When creating the field for vector, mark the field that will hold the vector with the QueryVectorField annotation. This field must have the float[] type. GridGain will create a vector index based on the provided embedding.

The example below shows a class that uses a text field and a vector field:

public class Article {
    /**
     * Content (indexed).
     */
    @QueryTextField
    private String content;

    @QueryVectorField
    private float[] contentVector;

    /**
     * Required for binary deserialization.
     */
    public Article() {
        // No-op.
    }

    public Article(String contentVector, float[] contentVec) {
        this.contentVector = contentVector;
        this.vec = contentVec;
    }
}

Objects with vector fields can be stored as normal. GridGain will build an additional index for the vector column that can be queried.

Performing a Vector Query

To perform a vector query, you would need a search vector provided by the same model as the one used to create the original vectors for the database objects. In this example, we will assume that you have procured the required vector already. Once the vector is available, you can use the VectorQuery object to create a query and send it to the cluster with the query method:

float[] searchVector = // get from model
VectorQuery myQuery = new VectorQuery(Article.class, "myField", searchVector, 5)
cache.query(myQuery).getAll());

The VectorQuery constructor accepts the following parameters:

  • The first parameter specifies the Article object representing the cache entry type.

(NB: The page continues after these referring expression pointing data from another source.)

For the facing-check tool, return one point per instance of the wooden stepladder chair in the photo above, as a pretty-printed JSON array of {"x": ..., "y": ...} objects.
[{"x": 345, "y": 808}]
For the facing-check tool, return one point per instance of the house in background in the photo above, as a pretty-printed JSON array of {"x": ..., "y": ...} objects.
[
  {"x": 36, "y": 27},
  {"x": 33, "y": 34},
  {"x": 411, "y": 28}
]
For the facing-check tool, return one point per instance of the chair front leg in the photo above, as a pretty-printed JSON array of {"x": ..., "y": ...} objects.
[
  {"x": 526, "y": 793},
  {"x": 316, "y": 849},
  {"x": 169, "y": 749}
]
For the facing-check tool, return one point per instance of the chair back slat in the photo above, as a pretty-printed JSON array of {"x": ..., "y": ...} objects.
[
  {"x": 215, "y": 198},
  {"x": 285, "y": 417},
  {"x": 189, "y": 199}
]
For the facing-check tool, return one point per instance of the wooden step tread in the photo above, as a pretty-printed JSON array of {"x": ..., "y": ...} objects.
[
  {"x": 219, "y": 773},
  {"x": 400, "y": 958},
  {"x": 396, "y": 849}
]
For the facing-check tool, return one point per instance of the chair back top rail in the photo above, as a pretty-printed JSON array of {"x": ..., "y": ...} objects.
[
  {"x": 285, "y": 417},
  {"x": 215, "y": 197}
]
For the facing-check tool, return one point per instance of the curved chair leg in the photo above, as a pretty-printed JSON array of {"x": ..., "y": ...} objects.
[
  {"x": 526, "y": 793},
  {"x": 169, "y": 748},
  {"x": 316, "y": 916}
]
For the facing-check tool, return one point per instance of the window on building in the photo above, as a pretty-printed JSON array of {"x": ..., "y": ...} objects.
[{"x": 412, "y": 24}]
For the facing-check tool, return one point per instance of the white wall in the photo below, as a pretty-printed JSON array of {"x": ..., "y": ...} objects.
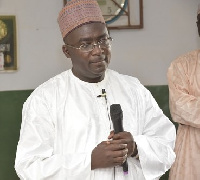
[{"x": 169, "y": 31}]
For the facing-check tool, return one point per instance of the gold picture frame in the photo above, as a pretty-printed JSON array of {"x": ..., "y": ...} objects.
[{"x": 8, "y": 44}]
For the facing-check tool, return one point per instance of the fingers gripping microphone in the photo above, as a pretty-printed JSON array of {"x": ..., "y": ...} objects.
[{"x": 117, "y": 119}]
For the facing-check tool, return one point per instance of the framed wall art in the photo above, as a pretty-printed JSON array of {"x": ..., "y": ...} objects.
[
  {"x": 121, "y": 14},
  {"x": 8, "y": 45}
]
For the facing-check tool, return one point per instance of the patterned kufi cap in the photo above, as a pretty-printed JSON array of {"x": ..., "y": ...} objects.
[{"x": 78, "y": 12}]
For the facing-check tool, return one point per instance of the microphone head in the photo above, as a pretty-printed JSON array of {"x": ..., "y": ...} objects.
[{"x": 115, "y": 108}]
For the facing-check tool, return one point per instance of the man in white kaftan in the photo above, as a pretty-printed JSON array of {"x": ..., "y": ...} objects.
[
  {"x": 66, "y": 131},
  {"x": 63, "y": 120}
]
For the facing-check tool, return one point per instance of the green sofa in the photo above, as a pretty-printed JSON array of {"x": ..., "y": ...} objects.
[{"x": 11, "y": 103}]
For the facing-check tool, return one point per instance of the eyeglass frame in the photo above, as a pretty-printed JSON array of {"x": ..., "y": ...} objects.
[{"x": 93, "y": 45}]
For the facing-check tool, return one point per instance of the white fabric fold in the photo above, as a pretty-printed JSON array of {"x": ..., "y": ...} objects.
[{"x": 63, "y": 121}]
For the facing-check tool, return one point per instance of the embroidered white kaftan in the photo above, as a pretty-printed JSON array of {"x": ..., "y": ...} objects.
[
  {"x": 184, "y": 88},
  {"x": 63, "y": 120}
]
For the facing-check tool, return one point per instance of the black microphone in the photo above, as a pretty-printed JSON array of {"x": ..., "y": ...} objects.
[{"x": 117, "y": 119}]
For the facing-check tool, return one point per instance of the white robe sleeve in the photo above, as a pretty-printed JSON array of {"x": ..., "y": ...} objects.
[
  {"x": 35, "y": 157},
  {"x": 156, "y": 141}
]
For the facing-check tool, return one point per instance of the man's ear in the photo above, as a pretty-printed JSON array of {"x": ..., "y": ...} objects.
[{"x": 65, "y": 51}]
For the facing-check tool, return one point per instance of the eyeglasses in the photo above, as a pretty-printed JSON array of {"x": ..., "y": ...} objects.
[{"x": 88, "y": 47}]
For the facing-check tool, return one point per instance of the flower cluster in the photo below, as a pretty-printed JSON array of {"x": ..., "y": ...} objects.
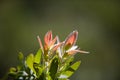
[{"x": 51, "y": 62}]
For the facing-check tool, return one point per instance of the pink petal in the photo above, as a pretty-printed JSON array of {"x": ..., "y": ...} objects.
[
  {"x": 71, "y": 39},
  {"x": 72, "y": 52},
  {"x": 39, "y": 40},
  {"x": 53, "y": 41}
]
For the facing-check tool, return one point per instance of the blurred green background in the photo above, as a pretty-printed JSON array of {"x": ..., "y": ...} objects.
[{"x": 97, "y": 22}]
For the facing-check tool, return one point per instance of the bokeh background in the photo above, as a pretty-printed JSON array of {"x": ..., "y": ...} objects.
[{"x": 96, "y": 20}]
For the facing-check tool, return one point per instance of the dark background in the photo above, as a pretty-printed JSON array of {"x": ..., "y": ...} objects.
[{"x": 98, "y": 23}]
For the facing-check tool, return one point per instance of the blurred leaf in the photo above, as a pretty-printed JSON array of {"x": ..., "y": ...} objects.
[
  {"x": 70, "y": 70},
  {"x": 38, "y": 56},
  {"x": 38, "y": 69},
  {"x": 75, "y": 65},
  {"x": 53, "y": 68},
  {"x": 30, "y": 61}
]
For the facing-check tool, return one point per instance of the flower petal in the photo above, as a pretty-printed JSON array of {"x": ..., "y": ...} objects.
[
  {"x": 48, "y": 38},
  {"x": 71, "y": 39},
  {"x": 40, "y": 43}
]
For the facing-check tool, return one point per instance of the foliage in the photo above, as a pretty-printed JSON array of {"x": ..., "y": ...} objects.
[{"x": 53, "y": 61}]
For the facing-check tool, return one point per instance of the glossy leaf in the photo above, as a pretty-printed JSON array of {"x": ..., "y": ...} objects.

  • The second parameter specifies the name of the vector field that will be searched.

  • The third parameter specifies the previously obtained search vector.

  • The fourth parameter specifies the maximum number of results to return. This parameter, often referred to as k in nearest neighbor searches, determines how many nearest neighbors the query will retrieve.

  • You can also specify an optional fifth threshold parameter to control the quality of results returned, for example:

    float[] searchVector = // get from model
    // Using the overloaded constructor with threshold parameter
    VectorQuery myQuery = new VectorQuery(Article.class, "myField", searchVector, 5, 0.75)
    cache.query(myQuery).getAll());

    The threshold must be a float value between 0.0 and 1.0, where higher values mean the results must be more similar to the search vector. This example returns up to 5 nearest neighbors, but only those that have a similarity score of at least 0.75. If fewer than 5 neighbors meet this threshold, fewer results will be returned. Using a threshold can help ensure that your search only returns relevant results and filters out vectors that are too dissimilar from the search vector.